Uma cópia byte a byte: dd no Linux e macOS, Win32 Disk Imager ou USB Image Tool no Windows. Trabalhe com a cópia, não com o original.
A ferramenta descobre o que há dentro: o sistema de arquivos, os arquivos vivos, as entradas apagadas e quais delas ainda são recuperáveis.
Pelo diretório — voltam nomes e pastas. Por assinaturas — os arquivos aparecem até onde já não há diretório.
Navegadores Chromium salvam direto na pasta escolhida; os demais recebem um arquivo compactado. O que não passou na conferência fica à parte.
Tire os arquivos apagados do despejo de um cartão ou pendrive
O que saber antes de começar
- O trabalho é com a IMAGEM, não com a mídia. Faça primeiro a imagem — dd no Linux e macOS, Win32 Disk Imager ou USB Image Tool no Windows — e trabalhe com a cópia.

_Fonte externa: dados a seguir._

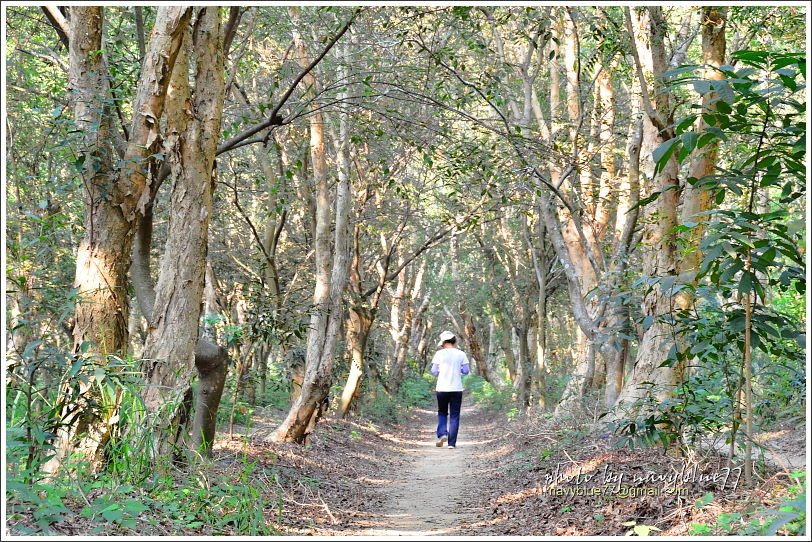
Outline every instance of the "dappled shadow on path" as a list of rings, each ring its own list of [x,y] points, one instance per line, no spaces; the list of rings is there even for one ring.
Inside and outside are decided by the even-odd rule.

Ler repetidamente uma mídia com defeito é justamente o que a liquida.
- Um arquivo apagado é recuperado supondo que seus pedaços estavam seguidos. Para quase tudo o que uma câmera escreve isso é verdade; numa mídia enchida e esvaziada por anos, muitas vezes não. Por isso cada resultado aqui é conferido, e o que não passa fica à parte.

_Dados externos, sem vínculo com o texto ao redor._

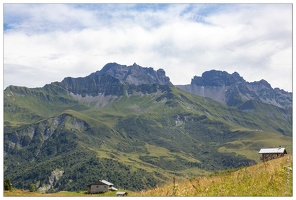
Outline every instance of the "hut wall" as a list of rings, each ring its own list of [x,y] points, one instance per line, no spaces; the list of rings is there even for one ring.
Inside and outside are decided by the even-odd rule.
[[[272,160],[275,158],[280,158],[283,157],[284,154],[283,153],[264,153],[262,154],[261,160],[262,161],[268,161],[268,160]]]

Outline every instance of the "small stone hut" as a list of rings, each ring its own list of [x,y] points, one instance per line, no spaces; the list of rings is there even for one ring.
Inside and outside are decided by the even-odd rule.
[[[284,154],[287,154],[287,151],[283,147],[278,148],[262,148],[259,151],[259,154],[261,154],[260,160],[263,162],[284,157]]]
[[[89,194],[108,192],[110,190],[117,190],[115,187],[113,187],[113,183],[110,183],[105,180],[98,180],[95,183],[89,184],[87,187],[88,187],[87,193]]]

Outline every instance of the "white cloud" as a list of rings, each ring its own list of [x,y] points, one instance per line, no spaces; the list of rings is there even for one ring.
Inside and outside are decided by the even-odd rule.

- Se os clusters de um arquivo apagado já pertencem a um existente, os dados se foram. Essas entradas vão para a lista de sobrescritas em vez de serem entregues como um arquivo que não vai abrir.
- Imagens exFAT e NTFS são reconhecidas, mas seus diretórios ainda não são lidos. A escultura tira os arquivos assim mesmo — o que se perde são os nomes e as pastas originais.